Frühe Verabreichung von Gluten schützt nicht vor Zöliakie

Nov 11, 2014 | Immundiagnostik, News

Bei normalen Menschen führt die orale Verabreichung von Antigenen, z.B. Fleischproteinen, zu einer immunologischen Toleranz gegen diese Antigene. Im Gegensatz dazu bewirkt die parenterale Applikation von Antigenen (i.v., s.c., i.m.) bekanntlich eine positive Immunreaktion. Die Entwicklung einer oralen Toleranz beruht auf der Aktivierung sog. regulatorischer T-Zellen (Tregs) im Gastrointestinaltrakt, die die entsprechende Immunreaktion im gesamten Organismus unterdrücken.
 
Es ist daher logisch, dass man versucht, dieses Prinzip therapeutisch anzuwenden, z.B. bei Autoimmunerkrankungen, wo die pathogen wirksamen Autoantigene klar definiert sind. So ist es im Mausmodell möglich, die Entwicklung eines Diabetes Typ I durch Verfütterung von Insulin zu verhindern bzw. zu heilen. Auch im von G. Wick geleiteten Labor für Autoimmunität an der Medizinischen Universität Innsbruck verwendet man dieses Prinzip erfolgreich, um die Entwicklung einer Atherosklerose zu verhindern (http://www.autoimmunity.at).
 
In einer im Oktober 2014 im „New England Journal of Medicine“ publizierten Arbeit haben SL Vriezinga et al. in logischer Konsequenz solcher Überlegungen an 944 Babies im Alter von 16 bis 24 Wochen untersucht, ob eine frühzeitige Verabreichung kleiner Mengen von Gluten die Inzidenz einer später erwarteten Zöliakie vermindert.
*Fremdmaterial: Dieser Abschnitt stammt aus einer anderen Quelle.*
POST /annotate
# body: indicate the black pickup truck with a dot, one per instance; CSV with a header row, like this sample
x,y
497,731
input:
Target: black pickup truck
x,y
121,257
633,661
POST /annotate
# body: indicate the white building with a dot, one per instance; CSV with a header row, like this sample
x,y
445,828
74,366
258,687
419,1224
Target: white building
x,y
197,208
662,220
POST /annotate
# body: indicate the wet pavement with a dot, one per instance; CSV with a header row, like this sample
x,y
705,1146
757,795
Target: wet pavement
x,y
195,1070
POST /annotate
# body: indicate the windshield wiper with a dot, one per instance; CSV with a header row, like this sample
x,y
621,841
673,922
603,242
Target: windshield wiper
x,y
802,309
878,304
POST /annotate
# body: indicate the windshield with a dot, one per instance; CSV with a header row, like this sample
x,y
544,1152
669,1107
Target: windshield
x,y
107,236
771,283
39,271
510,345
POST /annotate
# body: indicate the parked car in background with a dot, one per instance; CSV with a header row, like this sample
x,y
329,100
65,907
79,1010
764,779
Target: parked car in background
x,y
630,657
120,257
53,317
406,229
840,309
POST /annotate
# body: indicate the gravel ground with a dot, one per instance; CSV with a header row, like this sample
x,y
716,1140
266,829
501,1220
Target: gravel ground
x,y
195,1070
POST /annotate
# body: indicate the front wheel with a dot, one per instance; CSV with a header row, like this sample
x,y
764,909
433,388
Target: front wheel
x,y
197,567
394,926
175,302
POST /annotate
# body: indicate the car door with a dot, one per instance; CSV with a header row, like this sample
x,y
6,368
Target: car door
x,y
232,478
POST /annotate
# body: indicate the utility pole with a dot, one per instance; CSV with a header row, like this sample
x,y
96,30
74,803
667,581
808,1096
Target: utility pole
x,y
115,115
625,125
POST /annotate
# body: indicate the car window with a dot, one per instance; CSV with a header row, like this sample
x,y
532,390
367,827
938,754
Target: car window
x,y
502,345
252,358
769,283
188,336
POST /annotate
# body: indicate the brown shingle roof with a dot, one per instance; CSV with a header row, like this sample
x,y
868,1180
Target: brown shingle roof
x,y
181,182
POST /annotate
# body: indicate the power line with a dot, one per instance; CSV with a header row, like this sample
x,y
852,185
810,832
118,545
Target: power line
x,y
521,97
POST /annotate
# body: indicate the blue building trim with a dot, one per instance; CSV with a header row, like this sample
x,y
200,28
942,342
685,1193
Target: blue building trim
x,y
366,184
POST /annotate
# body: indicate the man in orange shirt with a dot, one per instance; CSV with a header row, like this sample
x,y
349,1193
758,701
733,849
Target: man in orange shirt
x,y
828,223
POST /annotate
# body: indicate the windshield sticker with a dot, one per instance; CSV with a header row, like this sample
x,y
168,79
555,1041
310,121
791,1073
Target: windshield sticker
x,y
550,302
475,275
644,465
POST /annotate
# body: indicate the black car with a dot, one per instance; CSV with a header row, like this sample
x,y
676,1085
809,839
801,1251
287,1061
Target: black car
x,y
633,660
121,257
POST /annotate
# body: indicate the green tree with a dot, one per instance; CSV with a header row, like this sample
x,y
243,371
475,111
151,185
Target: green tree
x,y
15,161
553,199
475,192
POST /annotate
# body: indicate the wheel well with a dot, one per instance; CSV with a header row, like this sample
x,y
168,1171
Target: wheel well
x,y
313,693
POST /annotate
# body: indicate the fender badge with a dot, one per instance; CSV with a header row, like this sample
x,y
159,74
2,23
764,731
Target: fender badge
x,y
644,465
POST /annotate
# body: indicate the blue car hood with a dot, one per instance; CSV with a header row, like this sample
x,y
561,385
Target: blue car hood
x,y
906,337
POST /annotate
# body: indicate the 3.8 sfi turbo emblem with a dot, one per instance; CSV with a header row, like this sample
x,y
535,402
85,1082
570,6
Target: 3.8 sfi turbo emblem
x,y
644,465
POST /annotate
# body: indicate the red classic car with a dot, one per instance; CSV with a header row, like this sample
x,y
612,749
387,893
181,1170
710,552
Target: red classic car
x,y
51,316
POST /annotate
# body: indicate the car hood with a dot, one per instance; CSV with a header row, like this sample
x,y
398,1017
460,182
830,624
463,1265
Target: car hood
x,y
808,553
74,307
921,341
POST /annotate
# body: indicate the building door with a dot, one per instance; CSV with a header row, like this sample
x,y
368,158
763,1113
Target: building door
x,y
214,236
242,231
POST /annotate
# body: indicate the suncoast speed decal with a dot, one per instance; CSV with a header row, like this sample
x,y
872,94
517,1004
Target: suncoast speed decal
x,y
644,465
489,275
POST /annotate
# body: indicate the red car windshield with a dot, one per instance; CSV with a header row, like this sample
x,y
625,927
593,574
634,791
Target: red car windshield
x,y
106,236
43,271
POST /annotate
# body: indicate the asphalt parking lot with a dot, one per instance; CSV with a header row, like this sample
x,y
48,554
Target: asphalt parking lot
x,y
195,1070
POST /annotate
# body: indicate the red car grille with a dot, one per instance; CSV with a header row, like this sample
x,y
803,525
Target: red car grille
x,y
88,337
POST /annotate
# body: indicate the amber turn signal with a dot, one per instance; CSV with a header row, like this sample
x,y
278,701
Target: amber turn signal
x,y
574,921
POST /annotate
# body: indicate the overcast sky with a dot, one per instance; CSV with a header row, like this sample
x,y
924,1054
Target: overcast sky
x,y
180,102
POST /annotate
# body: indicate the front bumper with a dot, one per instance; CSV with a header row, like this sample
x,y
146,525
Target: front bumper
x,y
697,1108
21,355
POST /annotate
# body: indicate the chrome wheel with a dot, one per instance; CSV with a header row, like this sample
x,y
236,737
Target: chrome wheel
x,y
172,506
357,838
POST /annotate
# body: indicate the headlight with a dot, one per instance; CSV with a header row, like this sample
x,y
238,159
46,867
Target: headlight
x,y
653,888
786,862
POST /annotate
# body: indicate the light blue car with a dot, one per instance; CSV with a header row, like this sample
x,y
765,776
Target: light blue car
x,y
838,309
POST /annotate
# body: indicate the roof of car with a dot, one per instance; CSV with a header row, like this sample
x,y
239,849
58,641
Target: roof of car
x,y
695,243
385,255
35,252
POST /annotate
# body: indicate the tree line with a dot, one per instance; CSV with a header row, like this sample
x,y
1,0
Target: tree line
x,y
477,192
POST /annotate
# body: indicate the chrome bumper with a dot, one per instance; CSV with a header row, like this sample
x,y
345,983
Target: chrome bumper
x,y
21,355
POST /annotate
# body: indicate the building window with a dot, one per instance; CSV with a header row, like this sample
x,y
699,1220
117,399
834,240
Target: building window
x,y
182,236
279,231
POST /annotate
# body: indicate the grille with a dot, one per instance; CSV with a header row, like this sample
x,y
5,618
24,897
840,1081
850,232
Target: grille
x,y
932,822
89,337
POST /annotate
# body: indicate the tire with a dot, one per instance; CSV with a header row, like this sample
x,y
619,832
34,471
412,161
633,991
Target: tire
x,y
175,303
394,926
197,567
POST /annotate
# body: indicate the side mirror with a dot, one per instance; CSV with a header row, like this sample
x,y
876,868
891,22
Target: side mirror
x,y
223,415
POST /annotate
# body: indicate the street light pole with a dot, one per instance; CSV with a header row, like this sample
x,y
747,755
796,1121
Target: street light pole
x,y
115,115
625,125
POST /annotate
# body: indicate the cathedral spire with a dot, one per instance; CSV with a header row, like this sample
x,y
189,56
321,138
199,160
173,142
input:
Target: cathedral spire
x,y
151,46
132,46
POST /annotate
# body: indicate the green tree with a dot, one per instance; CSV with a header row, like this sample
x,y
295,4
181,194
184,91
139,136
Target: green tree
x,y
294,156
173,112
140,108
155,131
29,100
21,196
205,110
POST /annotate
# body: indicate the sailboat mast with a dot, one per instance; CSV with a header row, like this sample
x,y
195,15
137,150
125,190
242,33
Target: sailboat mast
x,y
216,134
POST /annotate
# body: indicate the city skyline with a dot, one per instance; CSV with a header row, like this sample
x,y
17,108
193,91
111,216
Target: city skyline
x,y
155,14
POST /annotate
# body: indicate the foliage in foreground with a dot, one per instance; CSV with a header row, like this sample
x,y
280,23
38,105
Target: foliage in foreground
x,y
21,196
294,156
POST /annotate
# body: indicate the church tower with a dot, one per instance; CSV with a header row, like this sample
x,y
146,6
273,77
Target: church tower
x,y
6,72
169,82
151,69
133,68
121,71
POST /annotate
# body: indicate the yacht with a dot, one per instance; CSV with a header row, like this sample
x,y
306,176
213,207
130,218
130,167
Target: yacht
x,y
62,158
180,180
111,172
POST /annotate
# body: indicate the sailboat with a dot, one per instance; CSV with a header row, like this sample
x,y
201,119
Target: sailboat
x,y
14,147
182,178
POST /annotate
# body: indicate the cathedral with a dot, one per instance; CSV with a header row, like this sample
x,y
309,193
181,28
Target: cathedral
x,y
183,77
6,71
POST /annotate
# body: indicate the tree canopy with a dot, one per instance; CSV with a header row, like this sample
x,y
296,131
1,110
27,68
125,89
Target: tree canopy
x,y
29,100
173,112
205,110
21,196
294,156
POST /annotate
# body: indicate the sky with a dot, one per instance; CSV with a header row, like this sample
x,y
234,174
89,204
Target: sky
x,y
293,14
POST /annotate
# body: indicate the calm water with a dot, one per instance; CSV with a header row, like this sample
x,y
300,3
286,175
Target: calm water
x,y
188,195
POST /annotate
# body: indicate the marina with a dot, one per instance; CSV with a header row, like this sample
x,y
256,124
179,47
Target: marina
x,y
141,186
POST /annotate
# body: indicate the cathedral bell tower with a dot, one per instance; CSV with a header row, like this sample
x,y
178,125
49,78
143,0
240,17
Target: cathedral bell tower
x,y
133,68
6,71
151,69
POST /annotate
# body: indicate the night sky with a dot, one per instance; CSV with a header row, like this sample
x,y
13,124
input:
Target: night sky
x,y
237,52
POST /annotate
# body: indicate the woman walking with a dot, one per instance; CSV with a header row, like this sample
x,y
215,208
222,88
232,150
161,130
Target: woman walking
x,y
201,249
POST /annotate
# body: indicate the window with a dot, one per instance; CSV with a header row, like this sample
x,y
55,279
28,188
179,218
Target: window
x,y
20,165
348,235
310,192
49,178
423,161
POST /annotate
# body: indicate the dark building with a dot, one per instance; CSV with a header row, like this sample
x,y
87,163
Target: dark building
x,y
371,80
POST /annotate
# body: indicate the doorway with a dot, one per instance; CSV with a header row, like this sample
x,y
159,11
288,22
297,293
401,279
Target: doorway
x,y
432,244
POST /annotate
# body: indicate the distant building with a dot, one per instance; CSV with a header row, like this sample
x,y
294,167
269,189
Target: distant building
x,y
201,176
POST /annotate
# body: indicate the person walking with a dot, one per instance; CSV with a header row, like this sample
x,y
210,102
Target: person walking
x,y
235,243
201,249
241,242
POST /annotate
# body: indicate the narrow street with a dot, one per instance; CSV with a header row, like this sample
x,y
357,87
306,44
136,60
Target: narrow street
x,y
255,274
Da es sich bei der Zöliakie um eine Erkrankung mit genetischer Prädisposition handelt, wurden nur HLA-DQ2- und HLA-DQ8-positive Probanden in die Studie aufgenommen. Die Hälfte der Kinder erhielt während dieser Periode 100 mg Gluten/Tag, die andere Hälfte ein Plazebo. Im Alter von 3 Jahren wurden alle Kinder auf klinische Symptome von Zöliakie, sowie in Bezug auf pathohistologisch fassbare Veränderungen in der Dünndarmbiopsie (77 Kinder), Autoantikörper gegen Transglutaminase Typ 2 und Antikörpern gegen Gliadin untersucht.
 
Die Auswertung all dieser Parameter ergab keinen Schutz vor Zöliakie durch frühzeitige Verabreichung von Gluten.
 
Wir finden das interessant, aber nicht ganz plausibel. Es ist nämlich schon im Tierversuch äusserst problematisch, eine optimale tolerogene Dosis für die Induktion einer oralen Immuntoleranz zu eruieren, und beim Menschen dürfte das noch viel schwieriger sein. Wahrscheinlich ist eine Dosis von 100 mg nicht optimal bzw. zu hoch. Uns überrascht das Ergebnis nicht, wir sind eher erstaunt, dass diese relativ hohe Dosis nicht zu einer vermehrten Sensibilisierung gegen Gluten geführt hat.
 
 
Ref.
SL Vriezinga et al.
„Randomized feeding intervention in infants at high risk for celiac disease“
N Engl J Med. 2014 Oct 2;371(14):1304-1315.